5. Writ of quo warranto for the Reserve Bank and DoC (DEC's successor) on notice for its obligations as detailed in Section 8.5 of the Corporate Law Act to establish their authority to "compensate any losses by shareholders or the holders of any other security."
II. FACTS
1. The defendant was audited for misinformation of their stock following a settlement agreement between the defendant and Onyx. The plaintiff’s CEO, Nacholebraa informed the defendant of this. Their stock was frozen
2. Tello failed the audit. Despite providing information to the plaintiff, it was insufficient to clear the issue.
3. Tello made a support ticket, the issue still went unresolved.
4. Tello made a second support ticket, the issue again went unresolved.
5. Tello demanded their shareholder list be accepted in the main ticket.
6. Ongoing pursuant to facts 3, 4, and 5. Tello expanded their stock through a majority vote of their shareholders. However, they began making private deals of their public stock
7. A few days after Tello demanded their shareholder list be held as true, the company announced a notice of bankruptcy and established a contract with their customers to pay debts and asked the DoC to pay depositors.
8. Due to Tello’s demands established in fact 5, the plaintiff hired counsel to handle matters with the defendant.
9. The plaintiff’s counsel wrote a memo and recommended that Tello be delisted as a first option, however, the plaintiff requested that they work with the defendant and chose option #2 to get Tello relisted.

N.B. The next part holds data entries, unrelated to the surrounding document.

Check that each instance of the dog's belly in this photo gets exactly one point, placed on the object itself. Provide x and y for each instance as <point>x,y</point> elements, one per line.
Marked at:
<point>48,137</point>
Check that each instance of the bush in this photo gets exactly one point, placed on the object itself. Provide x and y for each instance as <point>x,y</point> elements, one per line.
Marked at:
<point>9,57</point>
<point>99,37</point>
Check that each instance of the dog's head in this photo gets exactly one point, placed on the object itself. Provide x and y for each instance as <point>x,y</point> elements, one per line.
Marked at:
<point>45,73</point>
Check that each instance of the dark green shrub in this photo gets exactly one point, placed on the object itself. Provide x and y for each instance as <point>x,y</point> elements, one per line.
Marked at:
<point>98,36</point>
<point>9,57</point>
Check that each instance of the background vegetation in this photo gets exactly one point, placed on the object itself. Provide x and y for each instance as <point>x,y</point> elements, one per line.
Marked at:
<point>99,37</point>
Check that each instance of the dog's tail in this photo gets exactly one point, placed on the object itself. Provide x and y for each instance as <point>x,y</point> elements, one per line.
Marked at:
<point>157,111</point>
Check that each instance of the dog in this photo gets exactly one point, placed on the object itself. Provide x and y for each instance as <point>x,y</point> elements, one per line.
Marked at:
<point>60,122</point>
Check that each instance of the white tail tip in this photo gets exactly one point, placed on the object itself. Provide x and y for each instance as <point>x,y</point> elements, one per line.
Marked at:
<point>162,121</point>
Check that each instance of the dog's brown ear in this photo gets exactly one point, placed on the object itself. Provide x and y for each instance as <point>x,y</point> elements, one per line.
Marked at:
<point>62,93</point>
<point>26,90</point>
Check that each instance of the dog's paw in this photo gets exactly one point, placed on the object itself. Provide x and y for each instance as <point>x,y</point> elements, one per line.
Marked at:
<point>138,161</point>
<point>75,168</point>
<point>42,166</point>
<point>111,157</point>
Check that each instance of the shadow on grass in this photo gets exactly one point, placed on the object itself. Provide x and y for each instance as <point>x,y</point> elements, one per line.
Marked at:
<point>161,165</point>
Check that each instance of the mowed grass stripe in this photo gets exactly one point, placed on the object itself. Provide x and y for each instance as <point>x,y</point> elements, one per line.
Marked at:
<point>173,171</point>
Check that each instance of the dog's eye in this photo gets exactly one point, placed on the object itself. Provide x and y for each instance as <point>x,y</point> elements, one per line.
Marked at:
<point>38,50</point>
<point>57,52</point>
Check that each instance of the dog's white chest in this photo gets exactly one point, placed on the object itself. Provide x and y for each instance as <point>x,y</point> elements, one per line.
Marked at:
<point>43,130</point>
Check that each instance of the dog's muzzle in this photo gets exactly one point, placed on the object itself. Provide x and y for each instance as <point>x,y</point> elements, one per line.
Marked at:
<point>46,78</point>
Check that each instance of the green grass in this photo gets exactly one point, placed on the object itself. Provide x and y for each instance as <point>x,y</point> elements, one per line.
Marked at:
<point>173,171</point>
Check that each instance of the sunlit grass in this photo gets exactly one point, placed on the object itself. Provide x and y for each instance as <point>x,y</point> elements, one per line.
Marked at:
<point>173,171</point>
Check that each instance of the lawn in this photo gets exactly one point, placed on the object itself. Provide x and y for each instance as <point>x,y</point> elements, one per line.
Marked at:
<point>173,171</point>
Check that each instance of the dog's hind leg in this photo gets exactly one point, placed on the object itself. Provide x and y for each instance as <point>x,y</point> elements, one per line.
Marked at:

10. The plaintiff’s counsel worked with the defendant on setting out guidelines to try and sort issues by creating a new IPO for the Defendant.

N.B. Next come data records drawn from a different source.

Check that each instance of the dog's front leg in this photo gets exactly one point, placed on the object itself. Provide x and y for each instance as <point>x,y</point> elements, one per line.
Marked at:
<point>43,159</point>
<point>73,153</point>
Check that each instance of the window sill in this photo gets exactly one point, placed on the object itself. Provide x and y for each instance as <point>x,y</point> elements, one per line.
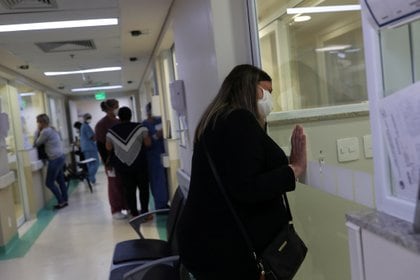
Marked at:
<point>321,113</point>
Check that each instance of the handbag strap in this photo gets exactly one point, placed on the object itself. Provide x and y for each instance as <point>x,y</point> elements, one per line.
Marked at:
<point>232,210</point>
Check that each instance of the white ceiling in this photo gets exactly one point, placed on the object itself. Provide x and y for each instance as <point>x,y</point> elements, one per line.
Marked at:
<point>114,45</point>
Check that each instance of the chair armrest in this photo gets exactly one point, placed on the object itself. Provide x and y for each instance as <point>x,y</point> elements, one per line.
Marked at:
<point>138,220</point>
<point>138,272</point>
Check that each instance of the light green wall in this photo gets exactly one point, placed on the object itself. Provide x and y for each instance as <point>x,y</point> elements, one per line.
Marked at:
<point>319,216</point>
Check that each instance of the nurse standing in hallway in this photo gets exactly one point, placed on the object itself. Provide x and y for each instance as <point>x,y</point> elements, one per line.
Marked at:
<point>49,137</point>
<point>157,173</point>
<point>253,169</point>
<point>88,147</point>
<point>115,188</point>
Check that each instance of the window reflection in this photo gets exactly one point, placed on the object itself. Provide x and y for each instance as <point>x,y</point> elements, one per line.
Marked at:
<point>315,59</point>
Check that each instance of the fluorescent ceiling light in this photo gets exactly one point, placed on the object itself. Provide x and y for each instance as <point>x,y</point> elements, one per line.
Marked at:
<point>95,88</point>
<point>93,70</point>
<point>27,93</point>
<point>301,18</point>
<point>322,9</point>
<point>333,48</point>
<point>58,24</point>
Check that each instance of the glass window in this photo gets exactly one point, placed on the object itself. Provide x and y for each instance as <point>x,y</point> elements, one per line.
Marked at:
<point>315,59</point>
<point>400,50</point>
<point>31,104</point>
<point>400,58</point>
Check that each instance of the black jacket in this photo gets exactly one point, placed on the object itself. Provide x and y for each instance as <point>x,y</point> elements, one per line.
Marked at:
<point>255,172</point>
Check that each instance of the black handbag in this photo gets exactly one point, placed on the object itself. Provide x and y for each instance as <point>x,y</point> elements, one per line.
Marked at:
<point>282,258</point>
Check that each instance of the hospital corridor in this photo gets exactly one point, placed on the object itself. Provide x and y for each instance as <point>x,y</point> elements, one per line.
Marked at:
<point>76,242</point>
<point>270,136</point>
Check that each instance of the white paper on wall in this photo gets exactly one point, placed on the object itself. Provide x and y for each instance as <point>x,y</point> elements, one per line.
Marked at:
<point>400,115</point>
<point>4,128</point>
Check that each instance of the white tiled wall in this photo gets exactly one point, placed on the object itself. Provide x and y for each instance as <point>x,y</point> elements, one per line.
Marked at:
<point>349,184</point>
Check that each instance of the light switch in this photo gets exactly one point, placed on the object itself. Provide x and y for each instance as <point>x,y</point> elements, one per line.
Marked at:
<point>348,149</point>
<point>367,144</point>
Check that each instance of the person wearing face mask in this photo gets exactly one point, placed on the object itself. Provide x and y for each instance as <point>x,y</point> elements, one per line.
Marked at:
<point>88,147</point>
<point>254,171</point>
<point>115,188</point>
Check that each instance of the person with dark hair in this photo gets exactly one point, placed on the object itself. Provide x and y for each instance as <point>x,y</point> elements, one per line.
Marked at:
<point>88,147</point>
<point>115,190</point>
<point>254,171</point>
<point>126,141</point>
<point>157,173</point>
<point>49,137</point>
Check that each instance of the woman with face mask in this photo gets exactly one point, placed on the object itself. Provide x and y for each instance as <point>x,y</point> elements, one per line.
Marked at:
<point>254,171</point>
<point>88,147</point>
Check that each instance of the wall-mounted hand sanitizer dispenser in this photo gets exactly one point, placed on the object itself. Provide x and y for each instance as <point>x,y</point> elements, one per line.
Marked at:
<point>178,96</point>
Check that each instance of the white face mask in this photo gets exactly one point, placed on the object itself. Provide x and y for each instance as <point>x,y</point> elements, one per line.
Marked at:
<point>265,104</point>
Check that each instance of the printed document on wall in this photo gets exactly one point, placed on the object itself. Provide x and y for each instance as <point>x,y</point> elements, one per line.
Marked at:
<point>400,114</point>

11. The defendant sells itself to the co-defendant.
12. Due to the differences in documentation between the plaintiff and the defendant because of the trade freeze, there is a dispute to the official shareholder list. The plaintiff declares their shareholder list to be the official one.
III. CLAIMS FOR RELIEF
1. Illegal private deals in violation of 3.3 of the Corporate Law and Shareholder Protections Amendment Act.

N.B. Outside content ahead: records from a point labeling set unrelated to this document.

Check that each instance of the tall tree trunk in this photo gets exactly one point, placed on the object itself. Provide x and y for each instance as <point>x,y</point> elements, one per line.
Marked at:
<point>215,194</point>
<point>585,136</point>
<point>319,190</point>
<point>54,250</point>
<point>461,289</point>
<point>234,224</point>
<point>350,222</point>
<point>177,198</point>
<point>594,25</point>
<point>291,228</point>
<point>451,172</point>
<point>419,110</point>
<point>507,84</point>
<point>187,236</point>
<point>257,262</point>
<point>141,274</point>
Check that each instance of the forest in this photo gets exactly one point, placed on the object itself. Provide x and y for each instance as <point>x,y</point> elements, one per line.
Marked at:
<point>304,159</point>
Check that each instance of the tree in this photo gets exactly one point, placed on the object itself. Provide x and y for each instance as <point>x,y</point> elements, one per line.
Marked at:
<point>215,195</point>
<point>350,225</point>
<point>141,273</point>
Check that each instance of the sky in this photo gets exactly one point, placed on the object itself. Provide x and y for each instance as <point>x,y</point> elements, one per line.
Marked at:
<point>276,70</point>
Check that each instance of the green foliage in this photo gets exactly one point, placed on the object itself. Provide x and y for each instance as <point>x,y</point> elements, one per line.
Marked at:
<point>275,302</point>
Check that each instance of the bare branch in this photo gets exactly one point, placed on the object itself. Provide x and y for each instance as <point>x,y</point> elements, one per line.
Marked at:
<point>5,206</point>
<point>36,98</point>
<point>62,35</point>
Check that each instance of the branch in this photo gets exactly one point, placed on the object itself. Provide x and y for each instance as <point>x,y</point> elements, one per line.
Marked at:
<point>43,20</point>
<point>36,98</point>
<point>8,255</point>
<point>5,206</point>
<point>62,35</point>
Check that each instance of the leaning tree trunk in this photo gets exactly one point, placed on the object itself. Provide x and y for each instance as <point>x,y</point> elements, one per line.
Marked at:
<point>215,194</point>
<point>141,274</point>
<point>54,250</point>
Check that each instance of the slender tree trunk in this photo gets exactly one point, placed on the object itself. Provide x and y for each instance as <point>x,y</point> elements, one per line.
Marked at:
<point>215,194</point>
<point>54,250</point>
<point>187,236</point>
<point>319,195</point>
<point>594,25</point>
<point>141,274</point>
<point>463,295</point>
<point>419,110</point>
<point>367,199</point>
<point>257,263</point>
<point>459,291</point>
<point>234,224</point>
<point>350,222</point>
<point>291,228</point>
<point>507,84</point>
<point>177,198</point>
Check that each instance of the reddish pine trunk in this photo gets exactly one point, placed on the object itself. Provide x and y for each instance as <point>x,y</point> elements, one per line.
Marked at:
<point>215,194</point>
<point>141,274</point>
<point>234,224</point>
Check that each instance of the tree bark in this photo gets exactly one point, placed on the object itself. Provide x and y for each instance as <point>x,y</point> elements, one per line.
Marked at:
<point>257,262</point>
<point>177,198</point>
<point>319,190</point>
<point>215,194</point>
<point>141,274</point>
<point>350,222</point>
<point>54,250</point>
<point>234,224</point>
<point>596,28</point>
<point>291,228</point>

2. Due to the disputed shareholder list, it is unverified whether or not the company could be legally sold and that the defendant’s sale was in violation of 3.6 of the Corporate Law Act.
3. Due to a disputed shareholder list, it is unverified whether or not the company could legally expand the volume of their stock and that the defendant’s action to do so was in violation of 3.4(c).
4. Failure to properly comply with agreed upon terms with The Exchange
IV. PRAYER FOR RELIEF
The Plaintiff seeks the following from the Defendant:
1. A permanent injunction granting the plaintiff’s request to delist the defendant from their securities exchange per 4.5 of the Corporate Law Act (see the Corporate Law and Shareholder Protections Amendment Act).
2. A permanent injunction declaring all liability for shareholders to be held by the defendant and co-defendant of this case due to illegal private deals of a publicly traded company.
3. A permanent injunction, declaring that the shareholder list held by plaintiff is the official list for the purposes of reimbursing shareholders and determining Tello's decision making process.
4. A writ of mandamus requiring the involvement of the CRB and DoC to stabilize the security market per their obligation laid out in section 8.5 of the Corporate Law Act.
V. Evidence
TE | Terms of Service
TE | Compliance Regulation Enforcement
TE | Press Release 1.0
Tello: Notice of Bankruptcy
Act of Congress - Corporate Law and Shareholder Protections Act
By making this submission, I agree I understand the penalties of lying in court and the fact that I am subject to perjury should I knowingly make a false statement in court.
DATED: This 17th day of January, 2023.